At the risk of sounding like an idiot (I dont know golang) Is it just that the provider type is missing for ovirt? The spec exists in the release-4.4 branch but isn't implemented here: https://github.com/openshift/cloud-credential-operator/blob/release-4.4/pkg/apis/cloudcredential/v1/credentialsrequest_types.go#L151

Ah no, thats just for passthrough secrets - nevermind.

Here is a must-gather from what appears to be the same issue

https://1drv.ms/u/s!AvqdSB6VIPS0mbcAZgQOgihDyoZ7sA?e=eIMHUa

Some findings from must-gather:

  • Authentication operator is not happy:
  - lastTransitionTime: "2020-03-18T12:54:19Z"
    message: 'route is not available at canonical host oauth-openshift.apps.test.okdtest.avsim.net:
      []'
    reason: FailedHost
    status: "True"
    type: RouteStatusDegraded

Probably not related though

  • ovirt-credentials secret exists in kube-system - but it appears to be empty? Perhaps its an installer issue where the secret is created, but its in fact empty?
    @rgolangh could it be some fun terraform bug?

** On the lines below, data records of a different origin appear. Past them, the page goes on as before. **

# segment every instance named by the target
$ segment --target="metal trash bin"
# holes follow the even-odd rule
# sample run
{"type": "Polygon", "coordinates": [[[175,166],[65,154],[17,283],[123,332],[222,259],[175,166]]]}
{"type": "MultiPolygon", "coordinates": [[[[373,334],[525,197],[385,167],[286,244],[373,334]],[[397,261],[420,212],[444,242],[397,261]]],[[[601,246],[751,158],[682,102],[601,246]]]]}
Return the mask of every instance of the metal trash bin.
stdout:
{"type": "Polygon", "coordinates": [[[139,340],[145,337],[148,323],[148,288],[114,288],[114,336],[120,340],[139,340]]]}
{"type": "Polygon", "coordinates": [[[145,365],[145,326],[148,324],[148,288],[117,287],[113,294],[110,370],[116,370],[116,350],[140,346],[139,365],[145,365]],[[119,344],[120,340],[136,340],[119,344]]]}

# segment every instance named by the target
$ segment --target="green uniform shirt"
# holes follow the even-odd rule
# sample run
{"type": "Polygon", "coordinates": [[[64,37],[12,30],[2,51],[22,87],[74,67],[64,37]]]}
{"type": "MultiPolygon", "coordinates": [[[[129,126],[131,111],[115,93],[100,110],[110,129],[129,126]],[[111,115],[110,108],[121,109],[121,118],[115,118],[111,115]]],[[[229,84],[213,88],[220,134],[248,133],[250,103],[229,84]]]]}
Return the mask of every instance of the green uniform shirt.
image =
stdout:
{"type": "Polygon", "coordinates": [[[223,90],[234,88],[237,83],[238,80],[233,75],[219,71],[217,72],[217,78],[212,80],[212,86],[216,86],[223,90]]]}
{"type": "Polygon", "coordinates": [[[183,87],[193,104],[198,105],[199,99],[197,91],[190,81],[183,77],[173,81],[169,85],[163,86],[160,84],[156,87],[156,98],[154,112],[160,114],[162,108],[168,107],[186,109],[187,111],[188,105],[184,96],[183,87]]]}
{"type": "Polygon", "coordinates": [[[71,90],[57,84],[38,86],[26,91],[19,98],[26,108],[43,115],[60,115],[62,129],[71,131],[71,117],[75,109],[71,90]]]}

I just checked it actually does have the data in kube-system namespace.

Ah, okay, so its must-gather removing those then

ok I think I know - in the process of copying the secret to a credential request there was
some missing field. The error is not printed, this is a logging bug:
time="2020-03-15T17:23:28Z" level=warning msg="secret did not have expected key: ovirt-credentials" actuator=Ovirt cr=openshift-cloud-credential-operator/openshift-machine-api-ovirt

Instead of 'ovirt-credentials' it should say which key was missing.

Since I added another 'ovirt_ca_bundle' key to the secret, and the it is not serialized by default, it is missing in the secret in kube-system.

  1. For future installs, in you installation host, edit ~/.ovirt/ovirt-config.yaml and add
    yaml ovirt_ca_bundle: |- <content of /etc/pki/ovirt-engine/ca.pem>
  2. For a workaround:

    • stop the cluster version operator

      $ oc scale --replicas 0 -n openshift-cluster-version deployments/cluster-version-operator

    • add the same content from 1. to the secret/ovirt-credentials under kube-system namespace

    • follow the credentials operator logs, it should sync correctly

Optionally you can remove ~/.ovirt/ovirt-config.yaml and let the installer wizard to recreate it -
answer Yes for 'Certificate is trusted' question, and then paste the ca.pem in the next question.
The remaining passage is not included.